This isn’t really shark movie, but i knew i had to review a movie with the tagline “Unwittingly, he trained a dolphin to kill the president of the United States”.
It’s a rare combination of honesty, sensationalization and marketing, because it really catches your attention with the gist of a movie that’s absurd as genuine and oddly not brazen exploitation.
Also, i did mention the movie more than once during this month, so here’s the payoff.
It’s actually based on a french novel “A Sentient Animal” by Robert Merle, but partially so (as it clearly takes more from John C. Lilly studies about dolphins, which would also inspire Ecco The Dolphin) and follows a couple of scientists, husband and wife training dolphins to communicate with humans. The couple actually managed to make two dolphins, Alpha and Beta, communicate in very simple english via their usual dolphin noises, but the animals are kidnapped by a shadowy terrorist group that wants to further the experiments, and eventually use the dolphins to carry out a political assassination, by having them plant a bomb on the yacht of the United States’ president.

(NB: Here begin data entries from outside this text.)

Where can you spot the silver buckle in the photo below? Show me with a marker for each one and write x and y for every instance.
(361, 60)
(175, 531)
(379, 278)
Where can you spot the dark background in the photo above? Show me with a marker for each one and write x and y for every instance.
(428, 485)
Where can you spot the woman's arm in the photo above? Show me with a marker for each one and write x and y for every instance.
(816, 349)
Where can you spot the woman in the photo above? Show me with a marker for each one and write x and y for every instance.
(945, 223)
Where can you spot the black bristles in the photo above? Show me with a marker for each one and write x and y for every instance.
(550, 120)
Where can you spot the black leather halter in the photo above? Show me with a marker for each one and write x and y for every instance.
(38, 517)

It’s a wild premise, for sure, even more when you consider it was originally gonna be written and directed by Roman Polanski, but after what would be known as the Tate-La Bianca Murders, he quit the project, eventually AVCO Embassy Pictures bought the film from United Artist and Mike Nichols (Who’s Afraid Of Virginia Woolf?, The Graduate, Catch 22, Wolf) directed it.

The premise is interesting, the movie does take advantage of it to the extent it can to explore the obvious themes of science going too far and the unintended but inevitable exploitation of scientific advancement for war, how progress is not always worth its factual cost, and so on, there are some good lines and some good stand-out scenes, and while peculiar, it doesn’t ever feel downright silly (odd, but i won’t say “silly”).

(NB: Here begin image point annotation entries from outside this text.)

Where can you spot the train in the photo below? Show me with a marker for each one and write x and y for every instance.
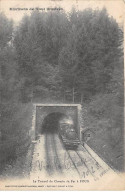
(68, 134)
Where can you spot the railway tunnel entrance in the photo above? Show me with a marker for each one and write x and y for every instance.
(51, 121)
(46, 116)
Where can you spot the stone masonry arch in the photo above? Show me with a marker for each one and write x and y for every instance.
(42, 110)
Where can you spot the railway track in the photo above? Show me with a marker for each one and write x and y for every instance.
(63, 162)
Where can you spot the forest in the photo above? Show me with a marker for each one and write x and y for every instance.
(61, 57)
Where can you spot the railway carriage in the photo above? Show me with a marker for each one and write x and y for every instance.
(68, 134)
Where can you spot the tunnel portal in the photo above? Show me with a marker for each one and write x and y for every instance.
(47, 117)
(51, 121)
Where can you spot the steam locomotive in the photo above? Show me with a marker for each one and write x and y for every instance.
(68, 134)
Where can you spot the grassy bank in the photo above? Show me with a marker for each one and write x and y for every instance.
(103, 119)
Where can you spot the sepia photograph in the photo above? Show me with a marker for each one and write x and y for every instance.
(62, 95)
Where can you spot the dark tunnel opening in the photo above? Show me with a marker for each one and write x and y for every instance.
(50, 123)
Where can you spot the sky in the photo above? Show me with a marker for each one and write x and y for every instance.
(115, 8)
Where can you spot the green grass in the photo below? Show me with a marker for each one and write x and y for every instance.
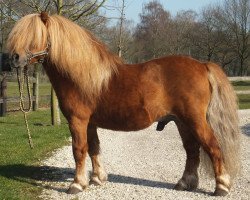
(244, 101)
(241, 85)
(19, 165)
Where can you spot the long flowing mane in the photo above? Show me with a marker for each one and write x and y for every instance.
(74, 51)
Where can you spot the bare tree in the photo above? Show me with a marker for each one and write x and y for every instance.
(236, 19)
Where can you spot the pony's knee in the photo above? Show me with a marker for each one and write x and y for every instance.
(187, 182)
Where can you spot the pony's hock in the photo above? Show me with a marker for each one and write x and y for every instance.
(102, 91)
(5, 63)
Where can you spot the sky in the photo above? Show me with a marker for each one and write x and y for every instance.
(134, 7)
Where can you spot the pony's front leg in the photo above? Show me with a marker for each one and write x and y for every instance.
(78, 128)
(99, 175)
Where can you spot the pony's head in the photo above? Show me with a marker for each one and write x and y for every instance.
(28, 41)
(72, 50)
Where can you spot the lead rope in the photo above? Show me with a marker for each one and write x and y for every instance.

Main problem is the pacing, as it’s the plot it’s bit more slow moving than necessary, and it doesn’t quite get into gear until 45 minutes in, arguably even more, and before that there isn’t much in the way of twists or thrills, like, take a guess which character is gonna turn out to work for the goverment, and sure, make this guy that managed to know the secret location of an animal no one else should know takes a good look on what you’re not willing to show to anyone else, please even buy his vague explanations and shaky sounding motives and credentials even if you yourself don’t really believe them, what’s the worst it can happen?
There’s a pay-off, but at times it feels downright sluggish and the comparitevely quick resolution in the finale (which is quite emotional) doesn’t exactly help much.
It’s definitely a fairly unique movie in concept, and how many movies have terrorist basically blackmailing a talking dolphin into doing what they want?

The cast and acting is good, but the pacing issues do take their toll on a movie that doesn’t excessively rely on its own strange, unique premise, while at the same time not doing something that incredible with it, and i can’t deny it take too much of its running time for it to properly start getting interesting or tense, and even that doesn’t last long.
It’s quite an uneven movie, but overall i’d say Day Of The Dolphin is quite decent, not gimmicky like the premise and advertising might led you to think, as there’s a solid core to the unique concept, the film – while flawed – is more than a novelty and a mere curiosity. This is not the case.
It’s arguably not the best work from Mike Nichols, i’d say, but it’s still worth (re) discovering and giving it a watch.
Sure as hell it’s far more interesting than most of the shark movies i’ve spotlighted this month on here, you can quote me on that!